New Figures Show Fall In Fatal Injuries To Workers

The number of workers killed in Britain last year has fallen, official statistics published today show.

In welcome news from the Health & Safety Executive, the number of workers killed in the UK has fallen from 172 in the year to March 2012, to 148 in the year to March 2013. The rate of fatal injuries has also fallen to 0.5 per 100,000 workers which is below the 5 year average of 0.6.

Perhaps due to the sometimes overbearing burden of health & safety legislation, the UK has had one of the lowest fatality rates in Europe for the last 8 years. Whilst we recognise the significant time cost for implementing health & safety procedures properly, we must all agree that if these rules lead to lower death rates then it has to be seen in a positive light.

The challenge continues…

Judith Hackitt, the HSE Chair, said:

“These figures are being published in the same week as the 25th anniversary of the Piper Alpha disaster, and are a reminder to us all of why health and safety is so important. Although the number of people killed at work has dropped significantly, last year 148 people failed to return home to their loved ones.

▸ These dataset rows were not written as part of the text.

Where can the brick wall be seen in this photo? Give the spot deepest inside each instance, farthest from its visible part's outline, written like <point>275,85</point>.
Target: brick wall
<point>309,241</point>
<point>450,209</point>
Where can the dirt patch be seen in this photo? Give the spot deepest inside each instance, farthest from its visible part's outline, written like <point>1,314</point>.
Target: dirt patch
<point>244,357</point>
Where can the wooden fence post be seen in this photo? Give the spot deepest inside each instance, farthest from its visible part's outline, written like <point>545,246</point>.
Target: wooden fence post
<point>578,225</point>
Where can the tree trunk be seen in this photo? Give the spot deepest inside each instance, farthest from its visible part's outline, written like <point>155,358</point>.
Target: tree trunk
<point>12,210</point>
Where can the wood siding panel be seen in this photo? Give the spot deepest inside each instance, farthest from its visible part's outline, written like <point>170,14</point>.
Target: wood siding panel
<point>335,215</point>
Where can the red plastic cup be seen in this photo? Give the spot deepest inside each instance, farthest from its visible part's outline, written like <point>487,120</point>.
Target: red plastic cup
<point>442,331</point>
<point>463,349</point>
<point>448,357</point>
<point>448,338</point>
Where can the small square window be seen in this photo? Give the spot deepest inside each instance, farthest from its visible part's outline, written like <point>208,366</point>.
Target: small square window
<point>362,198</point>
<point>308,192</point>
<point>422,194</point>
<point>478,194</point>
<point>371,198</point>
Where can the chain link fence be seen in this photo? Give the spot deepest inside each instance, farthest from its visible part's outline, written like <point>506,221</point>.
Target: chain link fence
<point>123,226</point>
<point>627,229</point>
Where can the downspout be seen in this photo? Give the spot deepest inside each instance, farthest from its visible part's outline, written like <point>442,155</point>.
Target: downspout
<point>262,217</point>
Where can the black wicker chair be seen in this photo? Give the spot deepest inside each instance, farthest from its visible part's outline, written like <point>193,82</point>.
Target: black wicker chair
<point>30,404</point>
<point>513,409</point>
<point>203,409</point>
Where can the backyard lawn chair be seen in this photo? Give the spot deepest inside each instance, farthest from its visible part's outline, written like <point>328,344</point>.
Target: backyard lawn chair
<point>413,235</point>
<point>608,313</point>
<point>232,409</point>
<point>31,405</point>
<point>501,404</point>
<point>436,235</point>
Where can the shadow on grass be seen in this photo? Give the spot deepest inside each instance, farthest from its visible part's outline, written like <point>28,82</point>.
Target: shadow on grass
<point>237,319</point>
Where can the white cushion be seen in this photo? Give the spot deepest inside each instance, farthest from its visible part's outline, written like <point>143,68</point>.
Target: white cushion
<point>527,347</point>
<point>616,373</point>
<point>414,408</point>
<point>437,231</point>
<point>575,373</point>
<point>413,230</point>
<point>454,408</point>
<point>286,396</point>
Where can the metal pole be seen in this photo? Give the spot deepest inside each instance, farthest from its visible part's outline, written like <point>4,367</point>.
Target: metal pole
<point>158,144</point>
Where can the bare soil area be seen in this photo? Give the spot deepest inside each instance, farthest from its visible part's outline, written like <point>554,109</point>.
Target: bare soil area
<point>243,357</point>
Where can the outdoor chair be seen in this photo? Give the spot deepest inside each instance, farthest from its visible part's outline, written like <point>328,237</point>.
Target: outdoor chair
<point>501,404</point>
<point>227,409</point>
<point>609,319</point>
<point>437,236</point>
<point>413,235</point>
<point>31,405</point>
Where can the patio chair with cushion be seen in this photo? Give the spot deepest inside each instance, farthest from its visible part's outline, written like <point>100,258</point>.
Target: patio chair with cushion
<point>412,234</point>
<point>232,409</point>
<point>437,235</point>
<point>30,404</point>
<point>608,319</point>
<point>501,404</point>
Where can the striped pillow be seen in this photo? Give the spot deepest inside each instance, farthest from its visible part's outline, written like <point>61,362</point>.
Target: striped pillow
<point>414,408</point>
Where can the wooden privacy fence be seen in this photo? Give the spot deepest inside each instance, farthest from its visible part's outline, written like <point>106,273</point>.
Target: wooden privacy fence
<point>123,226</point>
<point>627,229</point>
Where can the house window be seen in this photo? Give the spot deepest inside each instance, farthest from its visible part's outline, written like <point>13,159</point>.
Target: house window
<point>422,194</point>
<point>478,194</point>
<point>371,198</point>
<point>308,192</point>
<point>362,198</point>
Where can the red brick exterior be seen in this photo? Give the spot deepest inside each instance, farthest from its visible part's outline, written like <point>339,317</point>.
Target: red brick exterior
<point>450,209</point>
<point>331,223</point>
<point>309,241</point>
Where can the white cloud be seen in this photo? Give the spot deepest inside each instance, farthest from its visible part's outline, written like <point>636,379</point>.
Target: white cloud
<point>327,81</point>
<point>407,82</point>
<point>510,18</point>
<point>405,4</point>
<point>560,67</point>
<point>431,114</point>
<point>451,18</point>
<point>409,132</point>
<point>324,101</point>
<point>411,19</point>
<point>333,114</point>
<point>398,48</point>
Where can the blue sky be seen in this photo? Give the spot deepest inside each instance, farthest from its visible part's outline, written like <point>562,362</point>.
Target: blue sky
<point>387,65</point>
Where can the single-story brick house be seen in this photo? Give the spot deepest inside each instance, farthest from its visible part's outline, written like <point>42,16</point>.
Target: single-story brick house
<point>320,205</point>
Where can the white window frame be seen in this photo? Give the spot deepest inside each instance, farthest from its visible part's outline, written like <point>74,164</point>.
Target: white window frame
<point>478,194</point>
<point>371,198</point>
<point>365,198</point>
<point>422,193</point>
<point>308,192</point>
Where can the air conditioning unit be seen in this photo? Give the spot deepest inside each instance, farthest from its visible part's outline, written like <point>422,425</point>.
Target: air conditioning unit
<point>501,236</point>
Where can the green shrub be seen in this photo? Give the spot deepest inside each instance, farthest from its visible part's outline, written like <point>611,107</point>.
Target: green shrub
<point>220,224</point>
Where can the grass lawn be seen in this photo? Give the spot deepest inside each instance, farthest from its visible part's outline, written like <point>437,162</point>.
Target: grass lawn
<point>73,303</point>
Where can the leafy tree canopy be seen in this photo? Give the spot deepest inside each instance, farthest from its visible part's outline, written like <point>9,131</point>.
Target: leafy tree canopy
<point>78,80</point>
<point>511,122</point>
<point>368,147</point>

“The fact that Britain continues to have one of the lowest levels of workplace fatalities in Europe will be of little consolation to those who lose family members, friends and work colleagues.

“HSE is striving to make health and safety simpler and clearer for people to understand so that more people do what is required to manage the real risks that cause death and serious injury.

“We all have a part to play to ensure people come home safe at the end of the working day and good leadership, employee engagement and effective risk-management are key to achieving this.”

How The Figures Actually Stack Up

The headline figures would indicate that we’re on a downward trend regarding worker fatalities. However, looking at the HSE stats we can see that in the last 6 years the number of deaths was at it’s lowest in 2009/10 with an increase occurring in the two following years.

Worker Fatalities 2007 - 2013

Figures have also been released to show the death rate in several key industry sectors:

  • Construction – 39 fatalities
  • Agriculture – 29 fatalities
  • Waste & Recycling – 10 fatalities

Across the UK, the 148 fatalities are divided as follows:

  • England – 118 (a decrease from 131 recorded in 2011/12)
  • Scotland – 22 (an increase from 19 recorded in 2011/12)
  • Wales – 8 (a decrease from 19 recorded in 2011/12)

So it looks like you’re safer if you work in Wales! But, we don’t want to appear flippant. You could play around with statistics and numbers all day long to create a new headline story. Back to the point in hand, fatalities have fallen which is a step in the right direction. We should all bear this in mind when operating our businesses, making health & safety a key part of the business process to ensure that all staff are working in a safe environment.

Hopefully we can report a further drop next year!